揺れる想い〜その愛は、ホンモノですか?〜
季節はもうすぐ春。鈴と達也が付き合い始めて、いつの間にか、半年が過ぎようとしていた。


のんびり、ゆっくりのペースがお好みの鈴も、最近はやや戸惑いを覚えるようになっていた。


『付き合った日から、半年過ぎても、あなたって、手も握らない♪』


昔のヒット曲の歌詞ではないが、2人の距離はなかなか縮まらない。


『あなたに付いて行きたい。ちょっぴり気が弱いけど、素敵な人だから♪』


鈴の思いは、やっぱり歌詞の通りだし


(達也さんは紳士だから。)


と思ってはいるけど


(でも、そろそろ・・・ね。)


一歩を踏み出してもいい頃なんじゃないかな、と思ったりもする。


ホワイトデーが過ぎて、少しすると桜前線が北上し始める時期になる。会社のお花見もあるだろうけど、やっぱり2人で桜が見たい。

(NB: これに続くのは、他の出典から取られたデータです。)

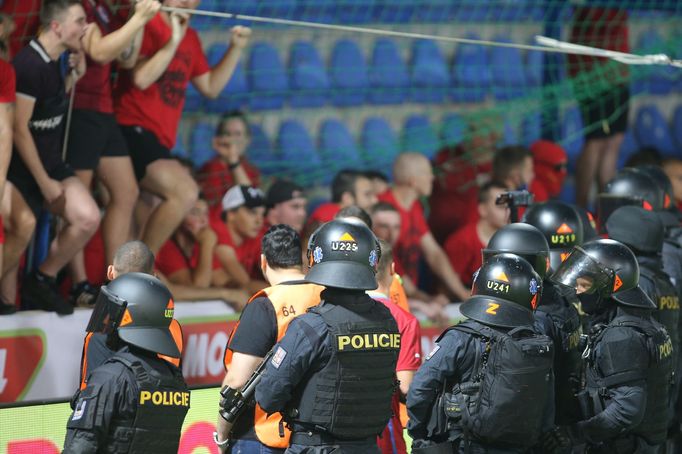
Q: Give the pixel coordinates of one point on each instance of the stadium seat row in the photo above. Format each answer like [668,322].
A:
[380,11]
[296,154]
[475,71]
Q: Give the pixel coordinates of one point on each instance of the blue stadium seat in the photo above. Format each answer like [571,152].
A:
[430,78]
[507,68]
[677,127]
[394,11]
[627,148]
[453,129]
[260,151]
[348,74]
[654,79]
[308,79]
[534,67]
[200,143]
[297,153]
[380,144]
[235,94]
[418,135]
[652,130]
[194,100]
[572,137]
[338,149]
[388,75]
[267,78]
[471,78]
[531,128]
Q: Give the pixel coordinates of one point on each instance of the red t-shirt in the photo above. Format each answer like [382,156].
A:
[215,178]
[463,248]
[409,358]
[248,253]
[93,91]
[8,83]
[159,107]
[453,202]
[324,213]
[413,227]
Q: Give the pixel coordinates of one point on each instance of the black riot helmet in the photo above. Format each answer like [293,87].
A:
[505,293]
[140,308]
[637,228]
[343,253]
[629,187]
[668,214]
[604,268]
[561,225]
[521,239]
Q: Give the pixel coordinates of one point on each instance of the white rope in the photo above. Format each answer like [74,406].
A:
[547,44]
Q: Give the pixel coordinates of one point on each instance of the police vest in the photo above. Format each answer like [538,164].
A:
[658,375]
[163,402]
[289,300]
[350,397]
[176,332]
[568,363]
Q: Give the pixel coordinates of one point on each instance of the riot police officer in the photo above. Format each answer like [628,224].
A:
[332,375]
[135,402]
[642,232]
[495,352]
[628,357]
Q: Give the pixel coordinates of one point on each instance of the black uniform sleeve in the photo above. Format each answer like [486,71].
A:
[619,351]
[305,345]
[452,355]
[257,330]
[109,395]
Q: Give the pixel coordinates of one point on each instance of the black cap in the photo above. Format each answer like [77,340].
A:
[637,228]
[282,191]
[238,196]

お彼岸も過ぎ、暑さ寒さも・・・の言葉通り、地下鉄を降り、お堀端の桜並木を見ればまさしく満開。


「春爛漫、だな。」


「うん、きれい・・・。」


2人は、感に堪えないといった表情で、目の前に広がる光景を見つめるが、老若男女の人の波は、絶え間なく押し寄せてきて、足を止めて、ゆっくり眺めを堪能する余裕もない。


「あっ。」


その波に飲まれそうになった鈴は、思わず達也の袖口を掴んだ。ハッと振り向く達也。


「鈴!」


「達也さん。」


「つかまって。」


そして、達也の左手がサッと差し出される。


「ありがとう。」


そう言って、その手を躊躇なく取る鈴。


「大丈夫?」


「うん。」


「よかった。じゃ、行こう。」


「はい。」


こうして、2人は当たり前のように、手を繋いで歩き出した。


(やった。)


そう思って、右の達也を見れば、多少顔が赤くなってはいるけど、繋いだ手は、しっかり握られている。もちろん、鈴も強く握り返す。


そして、その日はもう、2人の手は離れることは、ほとんどなかったし、それ以降は手を繋ぐのも腕を組むのも、自然に出来るようになった。


(そっか。私の方から、自然にうまく誘導すればいいんだ。)


鈴は目から鱗が落ちる思いだった。